De facto, as alterações introduzidas pelos parlamentares na lei fundamental São-tomense e que na altura foram objecto de tanta polémica deixa o chefe de estado praticamente na condição de um presidente corta-fita.

É por isso que no seu discurso de investidura Fradique de Menezes adverte que “se cada um de nós assumir as suas responsabilidades, os problemas constitucionais não serão um obstáculo à resolução das questões essenciais que perturbam o desenvolvimento do nosso país”.

Mas se o reeleito presidente da república banaliza as repercussões futuras de uma tal alteração de sistema constitucional que este domingo entra em vigor, não deixa escapar a oportunidade de lançar alguns recados.

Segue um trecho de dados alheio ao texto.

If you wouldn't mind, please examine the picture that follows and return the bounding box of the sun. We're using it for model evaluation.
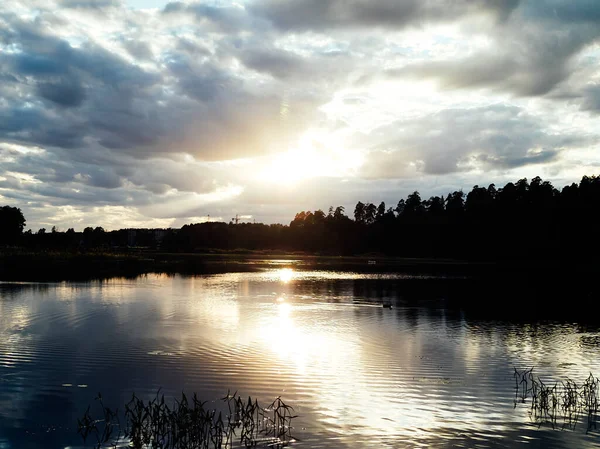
[259,131,362,185]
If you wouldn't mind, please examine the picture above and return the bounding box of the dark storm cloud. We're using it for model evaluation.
[36,77,86,107]
[250,0,519,31]
[0,9,317,164]
[581,84,600,113]
[389,0,600,96]
[363,105,593,178]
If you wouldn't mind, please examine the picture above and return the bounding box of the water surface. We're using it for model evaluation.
[0,269,600,449]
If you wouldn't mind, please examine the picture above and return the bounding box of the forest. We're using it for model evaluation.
[0,176,600,262]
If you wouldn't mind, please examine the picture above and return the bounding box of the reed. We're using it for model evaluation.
[78,391,297,449]
[513,368,600,432]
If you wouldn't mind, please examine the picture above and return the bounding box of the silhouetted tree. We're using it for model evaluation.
[0,206,25,244]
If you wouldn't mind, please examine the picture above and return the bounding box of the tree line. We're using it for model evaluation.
[0,176,600,260]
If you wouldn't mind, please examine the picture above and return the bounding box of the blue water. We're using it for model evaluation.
[0,269,600,449]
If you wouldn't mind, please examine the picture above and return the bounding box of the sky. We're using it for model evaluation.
[0,0,600,231]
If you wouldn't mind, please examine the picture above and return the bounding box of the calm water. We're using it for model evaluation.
[0,269,600,449]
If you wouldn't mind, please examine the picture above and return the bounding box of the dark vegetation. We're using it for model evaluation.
[78,392,296,449]
[514,368,600,432]
[0,176,600,292]
[0,176,600,261]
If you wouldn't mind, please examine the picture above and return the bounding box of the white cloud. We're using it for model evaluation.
[0,0,600,229]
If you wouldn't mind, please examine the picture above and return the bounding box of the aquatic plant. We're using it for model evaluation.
[78,391,297,449]
[513,368,600,432]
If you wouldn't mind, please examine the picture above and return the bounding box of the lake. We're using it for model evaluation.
[0,269,600,449]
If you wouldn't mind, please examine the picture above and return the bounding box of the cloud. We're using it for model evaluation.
[251,0,519,32]
[356,104,592,178]
[581,84,600,113]
[0,0,600,228]
[388,0,600,96]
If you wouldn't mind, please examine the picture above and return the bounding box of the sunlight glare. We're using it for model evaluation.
[259,131,363,186]
[277,268,294,284]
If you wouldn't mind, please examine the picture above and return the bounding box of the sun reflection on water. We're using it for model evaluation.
[275,268,294,284]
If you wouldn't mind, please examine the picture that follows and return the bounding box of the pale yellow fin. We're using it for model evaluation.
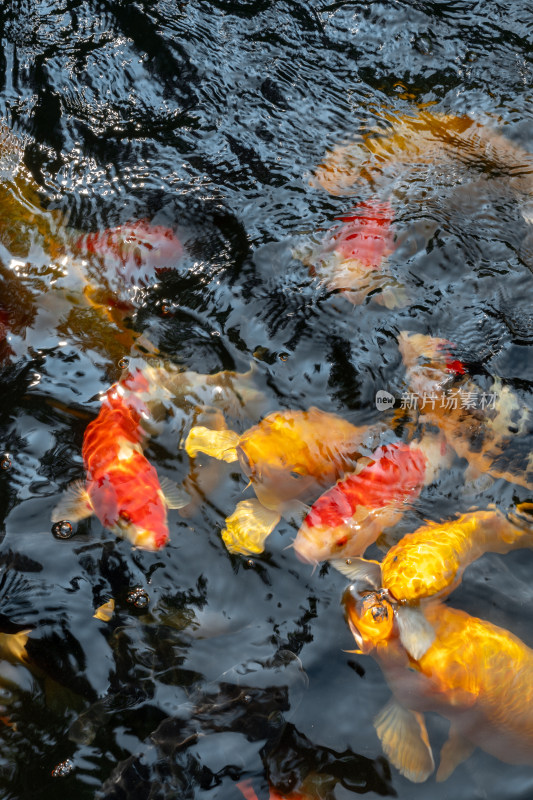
[93,598,115,622]
[329,557,381,589]
[435,725,475,783]
[374,700,435,783]
[52,481,93,522]
[0,628,31,663]
[222,500,281,555]
[159,476,191,508]
[396,606,435,661]
[185,425,241,464]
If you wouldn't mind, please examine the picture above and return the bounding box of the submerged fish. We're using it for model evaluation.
[74,219,184,286]
[52,369,189,550]
[315,111,533,200]
[294,436,448,563]
[343,583,533,783]
[331,503,533,658]
[398,331,533,489]
[293,200,405,308]
[185,408,383,554]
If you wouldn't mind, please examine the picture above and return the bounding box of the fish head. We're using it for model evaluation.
[342,582,395,653]
[332,200,393,270]
[112,503,169,551]
[75,219,184,286]
[398,331,466,395]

“A animosidade política doentia, por vezes com manifestação masoquista com recurso a estratégias de terra queimada para aniquilar o adversário ofuscou o nosso discernimento em ocasiões essenciais em que chegamos a preterir o essencial, acomodando-nos em maratona de discussões infindáveis sobre o acessório”, disse, sublinhando que apesar de o mais importante ser alcançar o consenso sobre questões de interesse do desenvolvimento nacional o debate político sobre essa matéria não fica amordaçado.

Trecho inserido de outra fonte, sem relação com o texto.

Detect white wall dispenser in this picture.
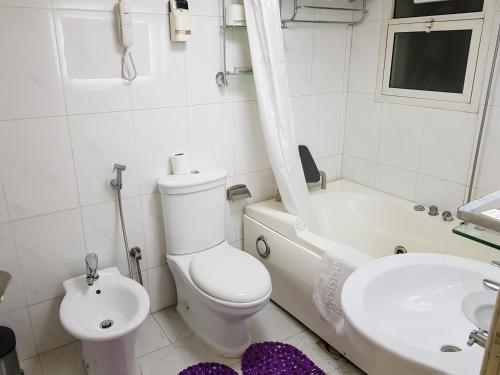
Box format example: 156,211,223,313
170,0,191,42
226,4,247,26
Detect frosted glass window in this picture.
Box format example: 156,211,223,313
394,0,484,18
389,30,472,93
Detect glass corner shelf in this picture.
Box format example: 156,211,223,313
453,223,500,250
226,67,253,76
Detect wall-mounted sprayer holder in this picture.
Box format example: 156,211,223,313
169,0,191,42
0,271,11,303
227,184,252,202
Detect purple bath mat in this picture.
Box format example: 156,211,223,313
179,362,238,375
241,342,325,375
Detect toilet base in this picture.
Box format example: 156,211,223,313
169,260,269,358
82,330,139,375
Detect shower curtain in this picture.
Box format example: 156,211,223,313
244,0,322,234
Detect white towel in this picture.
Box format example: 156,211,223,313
313,244,369,335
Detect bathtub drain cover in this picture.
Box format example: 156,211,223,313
99,319,113,329
441,345,462,353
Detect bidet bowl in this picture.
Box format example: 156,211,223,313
342,253,500,375
59,267,150,342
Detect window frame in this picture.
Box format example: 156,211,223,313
376,0,496,112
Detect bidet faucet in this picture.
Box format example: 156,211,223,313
85,253,99,286
111,164,127,190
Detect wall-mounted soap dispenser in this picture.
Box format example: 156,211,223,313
170,0,191,42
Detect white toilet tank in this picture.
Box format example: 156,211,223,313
158,168,227,255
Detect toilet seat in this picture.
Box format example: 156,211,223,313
189,242,271,303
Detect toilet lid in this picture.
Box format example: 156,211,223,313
189,243,271,303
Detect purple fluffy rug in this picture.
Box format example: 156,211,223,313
179,362,238,375
179,342,326,375
241,342,325,375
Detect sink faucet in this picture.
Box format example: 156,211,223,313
467,329,488,348
85,253,99,286
429,206,439,216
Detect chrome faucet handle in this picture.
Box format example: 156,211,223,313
429,206,439,216
113,163,127,172
85,253,99,286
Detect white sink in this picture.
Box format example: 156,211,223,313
342,253,500,375
59,267,150,375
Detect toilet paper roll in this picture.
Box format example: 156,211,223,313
226,4,246,26
170,152,191,174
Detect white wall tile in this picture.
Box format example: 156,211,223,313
12,209,85,304
148,264,177,312
375,164,417,201
134,108,189,194
415,175,465,213
349,22,380,93
141,193,167,268
38,342,87,375
29,297,76,353
0,224,26,314
311,24,347,93
131,14,186,109
419,109,476,184
0,309,37,362
342,155,377,187
0,0,50,9
291,96,311,146
0,8,65,120
378,103,425,171
186,16,232,105
283,25,313,96
189,0,222,16
0,117,78,219
69,111,140,205
52,0,168,14
54,10,132,114
82,197,147,275
315,155,341,181
188,103,235,176
0,176,9,223
309,93,343,157
234,102,270,175
344,93,382,160
476,107,500,191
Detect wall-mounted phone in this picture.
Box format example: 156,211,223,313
116,0,137,81
170,0,191,42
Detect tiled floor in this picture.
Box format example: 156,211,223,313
22,304,363,375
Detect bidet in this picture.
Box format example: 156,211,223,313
59,267,150,375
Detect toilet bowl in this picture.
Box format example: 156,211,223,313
159,168,271,357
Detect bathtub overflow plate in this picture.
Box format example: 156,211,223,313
255,236,271,258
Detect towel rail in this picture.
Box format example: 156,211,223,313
280,0,368,28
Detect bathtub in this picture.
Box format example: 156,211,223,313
244,180,499,375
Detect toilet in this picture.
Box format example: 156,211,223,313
158,168,271,358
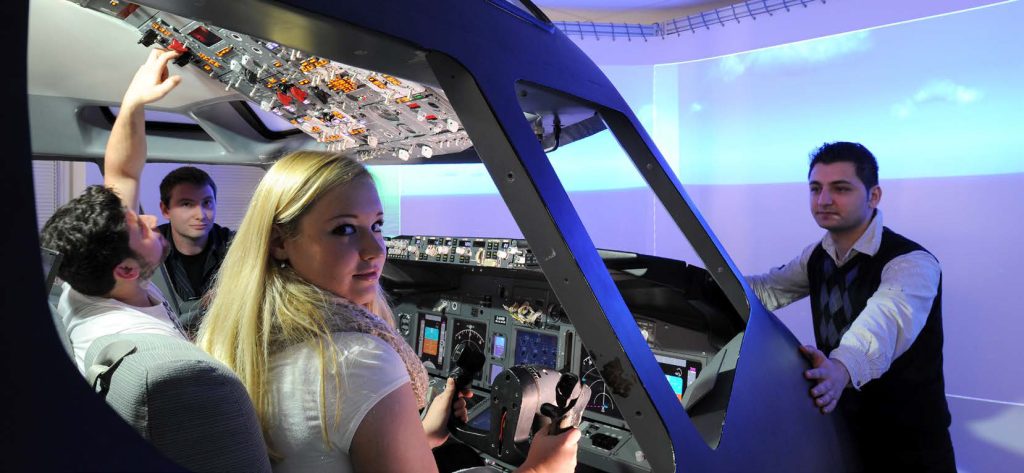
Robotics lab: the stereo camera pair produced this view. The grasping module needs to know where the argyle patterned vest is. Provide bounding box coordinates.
[807,228,949,432]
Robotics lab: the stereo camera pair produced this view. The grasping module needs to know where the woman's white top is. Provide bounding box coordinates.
[268,333,410,473]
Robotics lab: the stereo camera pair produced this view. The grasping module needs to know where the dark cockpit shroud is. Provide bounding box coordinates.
[39,0,843,472]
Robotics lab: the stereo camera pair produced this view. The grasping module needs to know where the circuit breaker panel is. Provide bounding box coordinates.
[77,0,472,161]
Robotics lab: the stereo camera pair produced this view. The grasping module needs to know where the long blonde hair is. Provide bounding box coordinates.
[198,152,394,453]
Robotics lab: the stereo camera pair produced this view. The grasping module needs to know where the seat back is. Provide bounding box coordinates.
[85,334,270,471]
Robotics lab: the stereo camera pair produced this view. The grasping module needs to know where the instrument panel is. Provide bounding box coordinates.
[382,235,729,471]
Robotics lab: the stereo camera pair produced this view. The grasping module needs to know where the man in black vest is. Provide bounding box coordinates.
[749,142,956,472]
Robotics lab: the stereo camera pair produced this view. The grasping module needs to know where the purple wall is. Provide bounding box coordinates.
[401,169,1024,471]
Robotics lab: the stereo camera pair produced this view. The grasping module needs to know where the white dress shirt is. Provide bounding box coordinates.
[746,210,941,389]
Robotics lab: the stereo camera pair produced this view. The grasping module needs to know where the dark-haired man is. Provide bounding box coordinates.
[103,48,232,336]
[749,141,956,471]
[41,50,185,373]
[158,166,233,313]
[41,185,185,374]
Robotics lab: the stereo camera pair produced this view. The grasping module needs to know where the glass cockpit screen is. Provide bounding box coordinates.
[515,330,558,370]
[654,355,701,401]
[416,313,447,370]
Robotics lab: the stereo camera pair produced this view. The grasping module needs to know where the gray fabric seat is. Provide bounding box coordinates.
[85,334,270,471]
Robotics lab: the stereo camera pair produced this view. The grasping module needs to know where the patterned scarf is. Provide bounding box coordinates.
[327,297,430,410]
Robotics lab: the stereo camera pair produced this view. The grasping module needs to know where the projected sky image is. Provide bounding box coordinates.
[391,1,1024,196]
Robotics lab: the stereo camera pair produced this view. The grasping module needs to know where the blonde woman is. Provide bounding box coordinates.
[199,152,580,472]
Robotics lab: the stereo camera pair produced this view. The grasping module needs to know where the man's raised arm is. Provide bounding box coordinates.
[103,48,181,211]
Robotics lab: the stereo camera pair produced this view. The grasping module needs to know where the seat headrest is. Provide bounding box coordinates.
[85,334,270,471]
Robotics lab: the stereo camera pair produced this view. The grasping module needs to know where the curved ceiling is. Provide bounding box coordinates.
[534,0,737,24]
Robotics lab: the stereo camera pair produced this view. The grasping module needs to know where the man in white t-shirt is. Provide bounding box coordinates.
[42,185,185,373]
[41,50,186,373]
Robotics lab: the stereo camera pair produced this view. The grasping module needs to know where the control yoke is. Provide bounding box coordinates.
[449,343,590,465]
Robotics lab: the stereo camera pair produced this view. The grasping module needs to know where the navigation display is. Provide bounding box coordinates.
[416,313,447,370]
[654,354,701,401]
[515,330,558,370]
[490,334,505,358]
[487,364,505,384]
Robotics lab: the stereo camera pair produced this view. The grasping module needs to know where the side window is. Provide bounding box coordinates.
[32,161,96,230]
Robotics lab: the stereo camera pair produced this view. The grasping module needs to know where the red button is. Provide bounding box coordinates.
[167,39,188,54]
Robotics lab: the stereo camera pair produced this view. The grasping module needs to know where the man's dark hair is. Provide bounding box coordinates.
[40,185,135,296]
[160,166,217,207]
[807,141,879,190]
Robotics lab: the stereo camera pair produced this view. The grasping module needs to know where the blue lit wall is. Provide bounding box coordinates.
[397,0,1024,471]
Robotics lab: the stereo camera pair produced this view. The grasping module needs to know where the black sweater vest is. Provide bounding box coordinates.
[807,228,950,433]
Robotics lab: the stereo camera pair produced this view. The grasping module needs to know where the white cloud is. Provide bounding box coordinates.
[892,79,984,119]
[719,31,871,81]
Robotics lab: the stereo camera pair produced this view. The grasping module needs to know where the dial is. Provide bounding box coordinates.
[452,318,487,353]
[580,347,621,419]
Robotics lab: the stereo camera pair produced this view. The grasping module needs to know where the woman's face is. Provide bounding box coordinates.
[274,176,387,305]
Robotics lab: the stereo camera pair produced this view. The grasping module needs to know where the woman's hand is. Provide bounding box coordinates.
[423,378,473,448]
[516,425,581,473]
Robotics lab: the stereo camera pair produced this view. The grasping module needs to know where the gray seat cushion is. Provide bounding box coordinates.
[85,334,270,471]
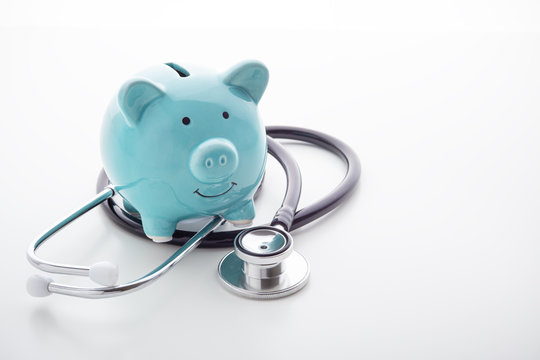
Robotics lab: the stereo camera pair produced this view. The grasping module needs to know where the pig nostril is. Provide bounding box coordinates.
[219,155,227,166]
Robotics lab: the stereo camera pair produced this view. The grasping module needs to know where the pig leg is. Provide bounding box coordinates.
[223,200,255,226]
[141,214,178,243]
[122,199,139,215]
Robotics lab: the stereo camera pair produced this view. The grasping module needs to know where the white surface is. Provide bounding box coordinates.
[0,1,540,360]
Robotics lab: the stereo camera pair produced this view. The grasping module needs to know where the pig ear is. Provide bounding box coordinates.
[223,61,268,104]
[118,78,165,126]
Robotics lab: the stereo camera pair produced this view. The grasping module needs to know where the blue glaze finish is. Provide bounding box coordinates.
[101,62,268,238]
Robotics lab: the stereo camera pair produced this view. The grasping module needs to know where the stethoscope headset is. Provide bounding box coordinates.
[27,62,360,299]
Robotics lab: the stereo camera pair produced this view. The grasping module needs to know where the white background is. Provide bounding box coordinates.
[0,0,540,360]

Fradique de Menezes que dedica duas páginas e meia do seu discurso a falar sobre este assunto diz que o que está em causa “é a nossa própria legitimidade de assumirmos como representantes do povo, é a própria estruturação do Estado como o entendemos hoje, é o vinculo que tece as relações sociais de cidadania que tende a romper-se (…) se não pormo-nos de acordo acerca das questões essenciais da vida dos nossos cidadãos”.

Falando na sua qualidade de presidente da republica Fradique lançou o primeiro apelo ao governo: introduzir uma nova dinâmica na função pública para melhorar a prestação de serviços públicos e banir o burocratismo e o espírito de deixar andar.

Falando das eleições autárquicas o chefe de estado diz que se pode respirar fundo finalmente por se ter realizado estas eleições, é preciso não ter ilusões porque elas foram apenas a legitimação política dos poderes autárquicos e regional.

Por isso defende a necessidade de se promover a revisão da política de divisão administrativa do país com vista a um reordenamento das autarquias locais, mais condizente com as necessidades actuais, para dar resposta ao desmembramento das antigas empresas agrícolas e a consequente situação de abandono e de falta de autoridade que se verifica nas antigas sedes e dependências.

Fradique criticou uma vez mais o sistema judicial são-tomense dizendo que está cada vez mais difícil “conviver com tamanha imoralidade” nos tribunais. Por isso diz ser necessário adoptar-se medidas concretas no sentido de modernizar o sistema.

Relativamente a situação de pobreza o presidente da república reconhece “a inquietante situação de pobreza e as condições precárias em que vive um franja importante da nossa população”.

Por isso apela o governo a prosseguir políticas integradas nos sectores da agricultura, pecuária e pescas que tenham impacto imediato na redução das taxas de desemprego e abastecimento do mercado.